In Project 1 we will test the hypothesis in a novel interventional clinical trial that concurrent inhibition of cyclo-oxygenases and EGFR will induce duodenal and colorectal adenomatous polyp regression in a cohort of high-risk, familial adenomatous polyposis (FAP) and attenuated FAP subjects. The two protein classes inhibited in this trial were found in the previous funding cycle to mediate the oncogenic effects of mutant adenomatous polyposis coli (APC) gene. Examining adenoma regression and specific markers of these two pathways in a clinical trial will not only address specific clinical needs, but will also provide the human model for defining how these pathways are perturbed in carcinogenesis following loss of APC function. These same pathways will be addressed in the other projects of this Program in cell culture, zebrafish and mouse models, thereby forming a unified approach to determining downstream effects of APC function loss. The knowledge gained will serve to identify novel strategies for diagnosis, prevention and treatment of adenomatous polyps and colon cancer. FAP and attenuated FAP subjects will be studied both because of the multiple polyp phenotype, and because these conditions arise from inherited APC gene mutations, the same gene somatically mutated in the large majority of colon adenomas and cancers. Safe and effective chemoprevention for colon polyps and cancer would be of substantial benefit for both sporadic and high risk forms of colorectal neoplasia. Duodenal polyps and cancer are a particular problem for FAP and attenuated FAP patients, as present treatments are far from satisfactory. We will specifically enroll 100 FAP and attenuated FAP subjects in a double blind, placebo controlled trial to examine the combinatorial effect of sulindac (a general COX inhibitor) and erlotinib (an EGFR inhibitor) to induce regression of duodenal and colorectal adenomatous polyps. We will draw from a combined cohort of approximately 300 local FAP and attenuated FAP subjects in our high-risk familial colon cancer registry. Secondary endpoints that complement the studies of other projects of this Program include: the change in aberrant crypt foci before and after treatment; and, changes in expression of WNT, EGFR and KRAS cellular signaling pathways in both adenomatous polyp and normal tissue biopsy samples. Finally, appropriate samples obtained in this project will be utilized by Projects 2-4.

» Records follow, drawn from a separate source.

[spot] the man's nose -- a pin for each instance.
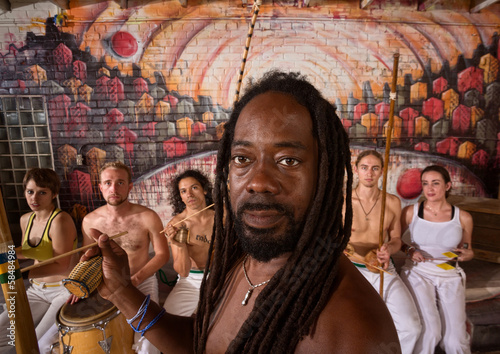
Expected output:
(263, 178)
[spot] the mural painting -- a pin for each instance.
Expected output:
(152, 86)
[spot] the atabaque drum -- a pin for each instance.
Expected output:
(93, 325)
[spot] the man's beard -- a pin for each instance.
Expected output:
(116, 202)
(266, 244)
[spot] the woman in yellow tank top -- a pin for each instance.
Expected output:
(47, 232)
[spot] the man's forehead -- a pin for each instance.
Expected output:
(370, 160)
(105, 174)
(188, 182)
(274, 112)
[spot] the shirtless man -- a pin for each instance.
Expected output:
(367, 203)
(143, 226)
(191, 192)
(278, 281)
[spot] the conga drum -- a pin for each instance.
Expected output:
(93, 325)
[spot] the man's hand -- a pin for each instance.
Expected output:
(115, 268)
(464, 254)
(72, 299)
(383, 256)
(171, 232)
(416, 255)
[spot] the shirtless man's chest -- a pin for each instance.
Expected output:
(365, 230)
(231, 314)
(135, 242)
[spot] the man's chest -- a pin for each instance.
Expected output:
(232, 314)
(137, 236)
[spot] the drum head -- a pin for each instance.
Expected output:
(86, 311)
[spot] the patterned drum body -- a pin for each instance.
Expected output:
(85, 277)
(93, 325)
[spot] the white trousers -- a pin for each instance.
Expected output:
(441, 304)
(184, 297)
(141, 344)
(400, 304)
(45, 300)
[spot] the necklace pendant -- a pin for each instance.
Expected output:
(247, 296)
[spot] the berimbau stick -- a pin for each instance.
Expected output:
(256, 8)
(386, 160)
(83, 248)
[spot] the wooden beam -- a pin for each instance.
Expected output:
(478, 5)
(63, 4)
(363, 4)
(424, 5)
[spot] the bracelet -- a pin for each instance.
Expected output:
(406, 249)
(142, 311)
(160, 315)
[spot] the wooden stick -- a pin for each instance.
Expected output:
(366, 263)
(187, 217)
(256, 7)
(386, 160)
(83, 248)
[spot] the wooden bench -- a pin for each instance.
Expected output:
(486, 233)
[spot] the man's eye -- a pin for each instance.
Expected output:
(239, 160)
(288, 161)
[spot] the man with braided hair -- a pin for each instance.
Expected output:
(279, 281)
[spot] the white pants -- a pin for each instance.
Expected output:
(141, 344)
(400, 304)
(45, 300)
(184, 297)
(441, 304)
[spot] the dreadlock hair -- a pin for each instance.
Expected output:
(175, 195)
(288, 306)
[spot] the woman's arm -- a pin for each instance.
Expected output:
(464, 249)
(63, 235)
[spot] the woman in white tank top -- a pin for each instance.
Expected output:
(439, 232)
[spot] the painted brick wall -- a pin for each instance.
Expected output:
(152, 85)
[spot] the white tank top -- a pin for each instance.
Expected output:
(433, 239)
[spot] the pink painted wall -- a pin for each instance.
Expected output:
(151, 84)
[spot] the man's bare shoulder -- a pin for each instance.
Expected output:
(355, 320)
(393, 201)
(178, 217)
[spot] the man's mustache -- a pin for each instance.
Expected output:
(250, 206)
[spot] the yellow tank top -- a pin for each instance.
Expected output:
(43, 250)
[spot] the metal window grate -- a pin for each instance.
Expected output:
(25, 142)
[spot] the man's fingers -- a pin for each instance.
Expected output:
(90, 253)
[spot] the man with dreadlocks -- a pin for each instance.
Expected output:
(279, 281)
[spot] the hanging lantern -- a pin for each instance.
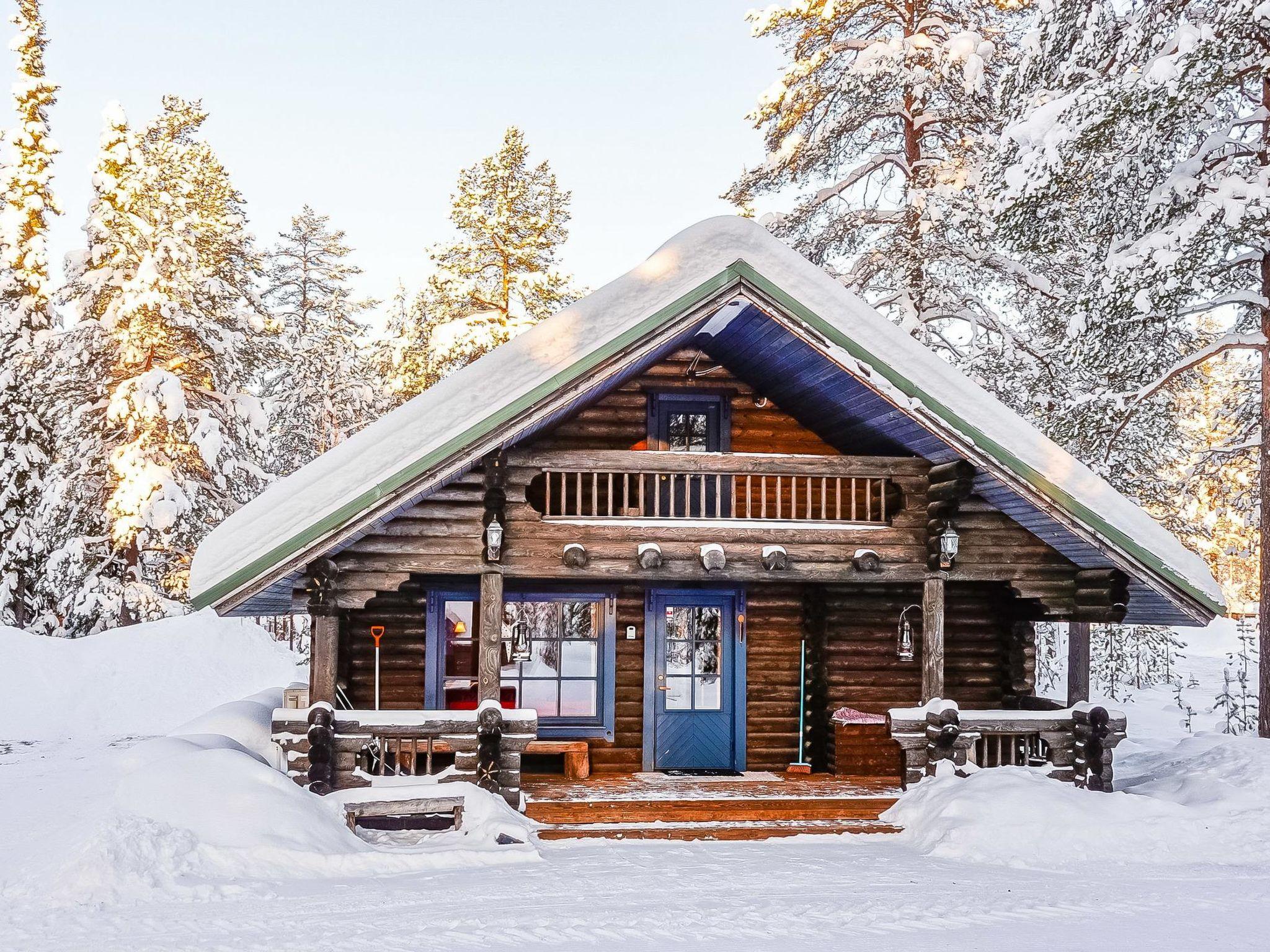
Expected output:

在项目1中，我们将在一项新的干预性临床试验中检验这一假设，即同时抑制环氧合酶和EGFR将在一组高危家族性腺瘤性息肉病(FAP)和减弱型FAP受试者中诱导十二指肠和结直肠腺瘤性息肉消退。在这项试验中被抑制的两种蛋白质类别是在前一个资金周期中被发现的，以介导突变的腺瘤性息肉病结肠(APC)基因的致癌效应。腺瘤消退与肿瘤特异性标志物的检测 临床试验中的这两条途径不仅将满足特定的临床需求，还将提供人体模型，以确定这些途径在APC功能丧失后如何在癌症发生中受到干扰。这些相同的途径将在本计划的其他细胞培养、斑马鱼和小鼠模型项目中解决，从而形成确定APC功能丧失的下游影响的统一方法。所获得的知识将有助于确定新的诊断、预防和 治疗腺瘤性息肉和结肠癌。 FAP和弱化FAP受试者将被研究，因为这些疾病都是由于多发性息肉表型，而且由于这些疾病是由遗传的APC基因突变引起的，相同的基因在绝大多数结肠腺瘤和癌症中发生了体细胞突变。对结肠息肉和癌症进行安全有效的化学预防对零星和高危形式的大肠肿瘤都有很大好处。十二指肠息肉和癌症是FAP和弱化FAP患者的一个特别问题，因为目前的治疗方法远远不能令人满意。 我们将专门招募100名FAP和减重FAP受试者参加一项双盲、安慰剂对照试验，以检验舒林酸(一种通用的COX抑制剂)和厄洛替尼(一种EGFR抑制剂)在诱导十二指肠和结直肠腺瘤性息肉消退方面的联合作用。我们将从我们的高危家族性结肠癌登记中大约300名局部FAP和减弱型FAP受试者的联合队列中进行研究。补充本计划其他项目研究的次要终点包括：治疗前后异常隐窝病灶的变化；以及腺瘤性息肉和正常组织活检标本中WNT、EGFR和KRAS细胞信号通路表达的变化。最后，项目2-4将利用在该项目中获得的适当样本。